In sum, the evidence was sufficient to support a guilty verdict on both counts.​

People v. Lebbos, No. H030422, 2008 WL 391241, at *9–10 (Cal. Ct. App. Feb. 14, 2008).
 

quincy

Senior Member
Look at
People v. Lebbos, H030422
California Court of Appeals, Sixth District
February 14, 2008
There are several cases where someone has falsely held themselves out to be a licensed and practicing attorney and has offered legal services to a deceived public.

I think the difference here COULD be that the individual in question is simply noting his degree (for whatever odd reason) but not providing services to the public that makes the use of JD a problem.

Again, it really makes a difference WHY the person in question is using the JD. If it is to deceive the public into thinking he is a practicing lawyer, that is a problem.
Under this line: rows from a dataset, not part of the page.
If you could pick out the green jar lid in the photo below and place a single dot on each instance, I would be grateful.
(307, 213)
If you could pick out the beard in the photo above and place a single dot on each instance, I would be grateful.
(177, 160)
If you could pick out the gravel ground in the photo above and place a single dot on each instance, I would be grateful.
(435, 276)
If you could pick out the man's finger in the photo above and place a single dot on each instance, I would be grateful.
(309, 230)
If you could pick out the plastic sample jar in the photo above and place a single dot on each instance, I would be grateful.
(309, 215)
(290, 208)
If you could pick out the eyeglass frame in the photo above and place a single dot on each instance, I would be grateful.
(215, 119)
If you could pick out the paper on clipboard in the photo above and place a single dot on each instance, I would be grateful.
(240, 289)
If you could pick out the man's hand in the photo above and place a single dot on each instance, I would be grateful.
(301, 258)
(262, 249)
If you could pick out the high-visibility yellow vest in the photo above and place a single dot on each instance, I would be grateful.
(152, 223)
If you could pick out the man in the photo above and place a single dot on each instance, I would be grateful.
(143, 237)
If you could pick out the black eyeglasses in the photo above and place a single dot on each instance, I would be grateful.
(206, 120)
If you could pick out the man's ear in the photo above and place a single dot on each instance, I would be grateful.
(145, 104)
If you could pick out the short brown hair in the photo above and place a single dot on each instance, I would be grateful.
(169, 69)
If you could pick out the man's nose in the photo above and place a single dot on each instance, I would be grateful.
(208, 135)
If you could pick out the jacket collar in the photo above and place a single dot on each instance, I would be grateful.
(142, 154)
The "Esquire" title is reserved exclusively(?) for practicing lawyers so is more problematic.
 

Ohiogal

Queen Bee
I just said look at it. Did I say my thoughts one or the other? NO. I just said look at this case. Why? Because it made a point of bringing up the notice of a J.D. degree. What you get out of it is on you.
 

quincy

Senior Member
I just said look at it. Did I say my thoughts one or the other? NO. I just said look at this case. Why? Because it made a point of bringing up the notice of a J.D. degree. What you get out of it is on you.
I looked at it. :)

I still find the addition of JD after a name a bit silly, whether used as a tool of deception or not.
 

justalayman

Senior Member
I looked at it. :)

I still find the addition of JD after a name a bit silly, whether used as a tool of deception or not.
I don’t know if I feel the same. I follow my name with BS...

And I don’t even have a bachelor of science degree:eek::D


I think the term you might have had in mind is pretentious. It sounds like the guy has an inferiority complex.
 

quincy

Senior Member
I don’t know if I feel the same. I follow my name with BS...

And I don’t even have a bachelor of science degree:eek::D


I think the term you might have had in mind is pretentious. It sounds like the guy has an inferiority complex.
Hahaha. And here I thought it was OTHERS who added the BS after your name. ;) :p

Pretentious is a better word than silly. I agree.
 

FlyingRon

Senior Member
Old joke:

Q: What do you call the person who finished last in his class at medical school?
A: Doctor.
Q: What do you call the person who finished last in his class at law school?
A: Your honor.
 

quincy

Senior Member
Old joke:

Q: What do you call the person who finished last in his class at medical school?
A: Doctor.
Q: What do you call the person who finished last in his class at law school?
A: Your honor.
Q: What do you call a lawyer who has gone bad?
A: Senator.
 

HighwayMan

Super Secret Senior Member
Based upon my experiences dealing with people, I'd say the vast majority of Americans have no clue what a J.D. is and certainly wouldn't associate those letters with an attorney. Most of the time it's too much to even ask someone to read a clearly posted speed limit sign.